Virginia: A Battlefield Again

In Governor, Presidential campaign, Senate on November 4, 2011 at 12:47 pm

Gen. Cornwallis surrendered to George Washington at Yorktown. Robert E. Lee surrendered to General Grant at Appomattox Courthouse. Now, more than a century and a half later, the Old Dominion may again be the site of further history-making battles; but this time the participants are Republicans and Democrats instead of military heroes.

The election of 2008 had Democrats speaking openly of Virginia being permanently converted from a “red” to a “blue,” or at least evolving into a swing “purple” state.
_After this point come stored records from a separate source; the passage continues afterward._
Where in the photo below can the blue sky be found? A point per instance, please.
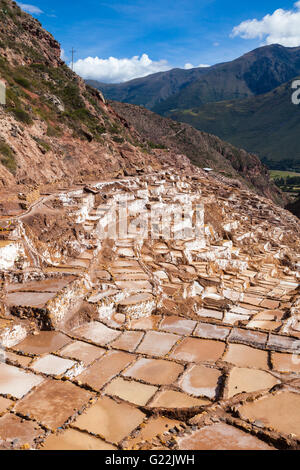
(172, 33)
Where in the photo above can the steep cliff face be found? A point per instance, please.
(202, 149)
(54, 128)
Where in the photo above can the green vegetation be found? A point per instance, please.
(7, 157)
(287, 181)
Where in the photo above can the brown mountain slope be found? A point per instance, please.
(201, 148)
(54, 128)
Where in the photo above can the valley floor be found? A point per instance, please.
(167, 341)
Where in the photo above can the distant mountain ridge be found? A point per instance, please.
(268, 125)
(203, 150)
(246, 102)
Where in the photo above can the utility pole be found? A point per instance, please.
(73, 52)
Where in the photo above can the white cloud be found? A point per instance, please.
(281, 27)
(30, 8)
(115, 70)
(189, 66)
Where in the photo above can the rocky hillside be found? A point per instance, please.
(256, 72)
(267, 124)
(204, 150)
(54, 128)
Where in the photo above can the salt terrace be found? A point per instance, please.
(153, 343)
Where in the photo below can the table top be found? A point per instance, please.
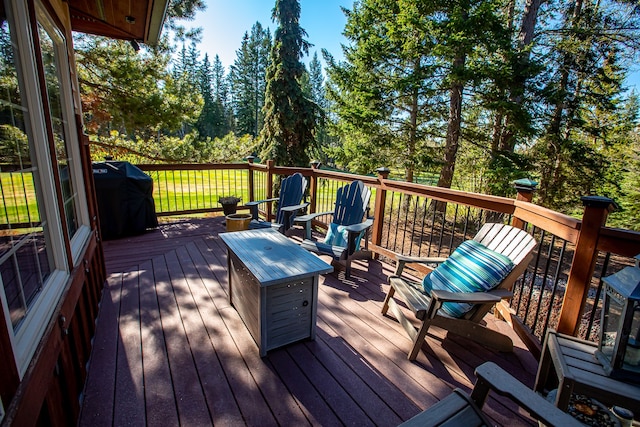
(578, 363)
(272, 258)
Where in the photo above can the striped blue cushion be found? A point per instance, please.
(472, 267)
(337, 235)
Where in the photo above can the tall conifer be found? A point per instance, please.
(290, 118)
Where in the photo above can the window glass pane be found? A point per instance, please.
(25, 262)
(51, 42)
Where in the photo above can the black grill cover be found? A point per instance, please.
(125, 199)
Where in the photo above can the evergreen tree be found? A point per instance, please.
(583, 77)
(290, 117)
(249, 74)
(221, 98)
(382, 92)
(210, 116)
(319, 97)
(123, 93)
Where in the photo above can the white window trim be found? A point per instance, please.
(26, 339)
(79, 239)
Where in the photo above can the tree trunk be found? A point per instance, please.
(527, 30)
(550, 177)
(453, 127)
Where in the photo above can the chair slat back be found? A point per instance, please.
(509, 241)
(351, 203)
(291, 193)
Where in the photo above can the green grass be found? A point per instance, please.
(192, 190)
(19, 204)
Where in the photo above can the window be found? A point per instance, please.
(33, 263)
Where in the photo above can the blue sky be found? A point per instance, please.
(225, 22)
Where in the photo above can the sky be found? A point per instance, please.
(225, 22)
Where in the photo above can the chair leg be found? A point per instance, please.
(416, 337)
(419, 339)
(476, 332)
(385, 306)
(347, 270)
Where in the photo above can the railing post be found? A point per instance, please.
(584, 261)
(252, 194)
(270, 164)
(525, 188)
(313, 186)
(381, 200)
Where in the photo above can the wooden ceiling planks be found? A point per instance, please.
(119, 19)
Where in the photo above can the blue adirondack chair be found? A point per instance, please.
(347, 228)
(289, 203)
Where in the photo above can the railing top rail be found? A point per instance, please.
(563, 226)
(193, 166)
(494, 203)
(619, 241)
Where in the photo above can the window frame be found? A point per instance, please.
(27, 336)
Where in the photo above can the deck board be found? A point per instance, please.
(170, 350)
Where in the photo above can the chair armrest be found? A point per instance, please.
(359, 228)
(306, 219)
(402, 260)
(258, 202)
(294, 208)
(253, 207)
(464, 297)
(492, 377)
(309, 217)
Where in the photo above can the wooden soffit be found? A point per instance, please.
(139, 20)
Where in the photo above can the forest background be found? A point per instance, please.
(467, 94)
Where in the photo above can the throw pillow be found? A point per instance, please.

Barack Obama carried the state, once designated as the capital of the Confederacy, by a wide 235,000-vote margin over John McCain. As a result of this success, Virginia’s Gov. Tim Kaine became Chairman of the Democratic National Committee. Additionally, the state claimed six Democrats in its congressional delegation and both of the party’s U.S. senators, Jim Webb and Mark Warner, recently converted Republican seats and were considered rising stars.

But, the Democrats’ success proved to be short-lived. Just a year later in 2009, then-Attorney General Bob McDonnell led a sweep of the state’s constitutional offices, returning the governor’s mansion to the GOP after eight years of Democratic rule. Lt. Gov. Bill Bolling and Attorney General Ken Cuccinelli joined McDonnell in Richmond and began filling the party’s coffers with treasured campaign dollars, much to the delight of veteran GOP state party chair Pat Mullins.

Another year later, on Election Day 2010, the GOP re-captured the 1st, 2nd, 5th and 9th congressional District seats and gave 11th District Congressman Gerry Connolly the scare of his political life.

Next week, Election Day 2011 will feature a down-to-the-wire contest for partisan control of Virginia’s 40-member state Senate. Controlling the legislature will give the GOP control of the congressional redistricting pen. The Republicans need to capture three seats to gain a working majority and Mullins is spending heavily on his targeted races to accomplish this goal.

But, of even greater importance, are the headline events for 2012. At stake: Virginia’s thirteen presidential electoral votes and control of the US Senate. As one of the key states nationally, the Commonwealth is clearly in play for the presidential nominees of both parties. Because the Senate races are expected to be tight across the country, control of the body could conceivably come down to how the Old Dominion votes. The Commonwealth’s senior senator, Jim Webb (D), was one of the first to announce his retirement during this election cycle, and the race to succeed him has been locked in a dead heat ever since former governor and DNC chair Tim Kaine decided to jump into the race and oppose the GOP’s likely nominee, former governor and senator, George Allen. The polling throughout the summer and as recently as last week continues to show the race to be in a statistical tie, and even their Q3 financial reports reveal that both have raised nearly identical amounts of campaign funds ($3.5 million).

The contests on Election Day 2011 and 2012 may not be quite as historic or dramatic as what happened in Yorktown or Appomattox, but it is clear that Virginia is once again front and center for key political developments. Both the Presidency and the Senate potentially could be decided here, which means that this swing state could become the epicenter of Campaign 2012, and once again be a focal point for American political change.